I also combine visual examples and repetition to assist the student in retaining the course information. The visuals vary depending on the course taught. Teaching textiles is a challenge because the students must learn a course specific vocabulary while engaging their tactile and visual senses. It this course, I use a swatch book, charts and large pieces of fabric. I use a building block repetition technique and create an expanding chart to make sure the students know the vocabulary. At the beginning of each class, I review the vocabulary chart from the previous classes. I then add a few more vocabulary blocks to the chart. The students can immediately see the connection to the original vocabulary blocks and have reviewed and increased the material every class.
I agree repetition in various manners is very helpful in retention.However be careful to keep it fun & not to become redundant. J.P.
Good advice for all of us to follow. We need to vary the approach to repetition so it keeps the students engaged and enjoyed the learning process.
i teach in the same way,presentation then walk thru the labs, then let them do it on there own so that they get the most out of it.
IN RETAINING INFORMATION I LIKE TO USE THE IRA THEORY..LETS REMEMBER I-IMPRESSION..R-RECOGNITION..A-ASSOCIATION. LETS MAKE AN IMPRESSION THRU AN ASSOCIATION THAT WE CAN RECONIZE.
The classes I instruct are only 5 Â½ weeks long. The students are introduced to a very large amount of new material. As a result, repetition is minimal in order to abide by the time line. Do you have any suggestions on how to increase or maximize retention with extreme time limitations?

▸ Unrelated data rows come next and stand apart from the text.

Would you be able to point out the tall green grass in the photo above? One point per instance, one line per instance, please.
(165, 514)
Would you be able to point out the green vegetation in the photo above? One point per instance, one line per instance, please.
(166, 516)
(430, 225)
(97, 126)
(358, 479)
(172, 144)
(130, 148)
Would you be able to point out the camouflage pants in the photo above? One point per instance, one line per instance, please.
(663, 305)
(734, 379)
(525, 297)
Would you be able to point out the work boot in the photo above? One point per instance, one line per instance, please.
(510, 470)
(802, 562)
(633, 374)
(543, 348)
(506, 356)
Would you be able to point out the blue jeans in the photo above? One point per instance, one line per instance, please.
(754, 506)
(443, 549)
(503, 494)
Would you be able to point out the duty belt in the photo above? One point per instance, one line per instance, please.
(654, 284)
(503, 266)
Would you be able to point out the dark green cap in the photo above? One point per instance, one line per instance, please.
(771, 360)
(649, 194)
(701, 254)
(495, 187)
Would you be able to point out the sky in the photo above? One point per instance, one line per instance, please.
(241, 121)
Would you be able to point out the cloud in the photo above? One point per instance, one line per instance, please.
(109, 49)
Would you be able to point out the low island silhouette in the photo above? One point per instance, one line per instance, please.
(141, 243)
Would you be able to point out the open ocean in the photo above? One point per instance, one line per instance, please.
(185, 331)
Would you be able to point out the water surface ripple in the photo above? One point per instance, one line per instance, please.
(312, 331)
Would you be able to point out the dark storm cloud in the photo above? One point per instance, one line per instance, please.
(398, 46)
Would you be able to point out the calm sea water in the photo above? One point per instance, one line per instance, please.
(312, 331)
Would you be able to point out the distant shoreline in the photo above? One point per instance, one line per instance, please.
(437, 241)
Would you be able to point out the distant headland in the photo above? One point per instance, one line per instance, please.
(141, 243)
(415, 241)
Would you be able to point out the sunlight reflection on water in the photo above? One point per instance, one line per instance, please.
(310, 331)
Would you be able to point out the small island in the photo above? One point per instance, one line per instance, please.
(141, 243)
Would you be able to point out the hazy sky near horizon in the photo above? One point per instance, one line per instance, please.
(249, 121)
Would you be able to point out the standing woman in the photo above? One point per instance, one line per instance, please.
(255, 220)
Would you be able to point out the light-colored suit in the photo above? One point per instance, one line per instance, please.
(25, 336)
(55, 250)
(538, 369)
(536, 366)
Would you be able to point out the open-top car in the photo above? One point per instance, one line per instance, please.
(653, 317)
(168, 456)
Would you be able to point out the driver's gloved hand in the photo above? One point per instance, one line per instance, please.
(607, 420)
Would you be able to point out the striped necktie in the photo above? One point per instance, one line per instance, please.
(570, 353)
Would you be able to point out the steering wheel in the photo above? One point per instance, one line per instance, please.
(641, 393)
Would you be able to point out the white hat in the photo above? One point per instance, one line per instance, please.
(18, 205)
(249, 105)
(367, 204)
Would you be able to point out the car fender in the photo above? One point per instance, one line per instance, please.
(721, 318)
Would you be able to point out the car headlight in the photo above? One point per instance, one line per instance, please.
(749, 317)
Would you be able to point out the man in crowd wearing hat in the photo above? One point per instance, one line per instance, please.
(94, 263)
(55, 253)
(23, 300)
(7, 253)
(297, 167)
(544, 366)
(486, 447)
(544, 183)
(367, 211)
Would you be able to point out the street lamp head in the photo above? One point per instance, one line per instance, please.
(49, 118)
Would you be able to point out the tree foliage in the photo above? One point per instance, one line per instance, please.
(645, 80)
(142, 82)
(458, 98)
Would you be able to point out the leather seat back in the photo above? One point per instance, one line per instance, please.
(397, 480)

Good strategy. Thanks for sharing it with us. I know it will help other instructors as they are trying to get their students to retain certain information.
I do the same thing, I give a little demo going over what we just discussed and show them how to do it and then let them try it out. Then I also show how it is used in the real world and why it is so important to understand this information.
In the medical courses that are taught there is no room for lack of retention. Frequent testing is necessary as well as hands on to evaluate their skills. If a student cannot retain the material necessary for a career in medicine, then they better look somewhere else for another career. given that , the best way for retention is constant hands on.
Right you are. Certain fields require skill sets that are specific and totally internalized by the learner. Medicine being one of those. This is why instructors in your field need to look for ways to offer repetition of content in a way that will lead to retention.
I think repetion of the task is a good way to learn and master what needs to be learned. Teach it, demonstrate it and then have the learner perform it.
I agree. Repetition. Many students have told me they love my class because of the repetition. I often worry that it is monotonous but they love it.
For many courses repetition is essential so the students will acquired the needed terms or skills. You have had success with using repetition in your courses so I am wondering if you would share some of your strategies for keeping repetition interesting and engaging for the students while covering the material?
Thanks for your input on this.
As a culinary instructor I am constently using a demo for each recipe. During production I am also hands on helping them remember what i showed them in the demo.